I will make these suggested changes regarding white space, diff context, and renames (an artifact of the dev process, but unnecessary), but be warned, the bulk of this change needs to be in the same patch. This is a major refactor which needs to touch a lot of code all at once, or else we end up with invalid headers, typelibs, etc.
I can extract the actual fixes for duplicate type detection and a missing inline specifier (which depend on this refactor), but they are very few lines compared to the rest.

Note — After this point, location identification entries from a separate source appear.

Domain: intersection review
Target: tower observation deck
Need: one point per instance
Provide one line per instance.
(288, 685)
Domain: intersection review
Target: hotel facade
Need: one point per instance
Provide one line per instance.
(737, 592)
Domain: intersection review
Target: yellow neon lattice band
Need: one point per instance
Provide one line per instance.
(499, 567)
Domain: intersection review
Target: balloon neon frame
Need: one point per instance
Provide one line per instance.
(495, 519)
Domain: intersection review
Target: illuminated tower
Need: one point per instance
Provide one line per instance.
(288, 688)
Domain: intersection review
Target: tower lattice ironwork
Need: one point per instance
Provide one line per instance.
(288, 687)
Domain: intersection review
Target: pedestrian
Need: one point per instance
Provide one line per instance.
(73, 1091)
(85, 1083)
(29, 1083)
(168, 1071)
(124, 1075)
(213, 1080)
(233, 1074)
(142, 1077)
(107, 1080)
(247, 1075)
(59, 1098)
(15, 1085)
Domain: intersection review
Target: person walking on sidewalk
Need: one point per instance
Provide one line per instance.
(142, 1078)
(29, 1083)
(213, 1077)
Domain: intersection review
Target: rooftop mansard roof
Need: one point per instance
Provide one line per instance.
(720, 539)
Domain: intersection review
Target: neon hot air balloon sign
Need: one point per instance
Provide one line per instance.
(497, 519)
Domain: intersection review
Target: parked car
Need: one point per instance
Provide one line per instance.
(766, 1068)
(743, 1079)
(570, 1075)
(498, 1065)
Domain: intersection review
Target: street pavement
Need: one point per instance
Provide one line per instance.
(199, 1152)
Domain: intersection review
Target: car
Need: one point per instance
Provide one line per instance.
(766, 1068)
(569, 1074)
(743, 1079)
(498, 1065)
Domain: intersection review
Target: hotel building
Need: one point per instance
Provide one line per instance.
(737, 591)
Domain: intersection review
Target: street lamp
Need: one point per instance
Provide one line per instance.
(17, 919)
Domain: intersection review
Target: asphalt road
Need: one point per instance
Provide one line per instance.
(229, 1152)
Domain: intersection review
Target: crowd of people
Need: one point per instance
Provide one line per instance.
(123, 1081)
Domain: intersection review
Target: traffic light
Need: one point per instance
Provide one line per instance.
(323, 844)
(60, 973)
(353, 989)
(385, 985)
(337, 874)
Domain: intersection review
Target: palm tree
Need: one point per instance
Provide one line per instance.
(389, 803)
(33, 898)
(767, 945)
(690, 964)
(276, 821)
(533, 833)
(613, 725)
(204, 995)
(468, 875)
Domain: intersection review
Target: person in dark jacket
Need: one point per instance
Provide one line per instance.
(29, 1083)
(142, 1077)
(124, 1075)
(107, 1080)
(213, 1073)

Anyway, I'm pospeselr on #winehackers if you wish to discuss in real-time.
best, -Richard
On 5/14/19 11:56 PM, Dmitry Timoshkov wrote:
Richard Pospesel richard@torproject.org wrote:
Duplicated types made it impossible to avoid multiply defining user- defined types (structs, enums, unions). The duptype function has been removed and the remaining code refactored to no longer require it. User-define types are now no longer duplicated in typetree.c However, there is a bit of fallout from this:
Various type attributes (ATTR_EXTERN, ATTR_CONST, and ATTR_INLINE) had to be removed from a type_t's attributes and placed on a new struct _decl_type which itself owned a type_t. This decl_type_t is now passed around in many functions previously expecting type_t.
The _type struct now includes a struct typedef_details in its details union which has the type qualifier (const) info.
The bitfield_details struct also contains a decl_type_t rather than a raw type_t pointer to correctly handle const bits.
You should try to split the patch into smaller parts and avoid unnecessary renaming things and white space changes. At the existing state the patch is absolutely not manageable. Also it looks like that you have some strange 'git diff' setting that makes the patch alomost 40% larger because of huge diff contexts.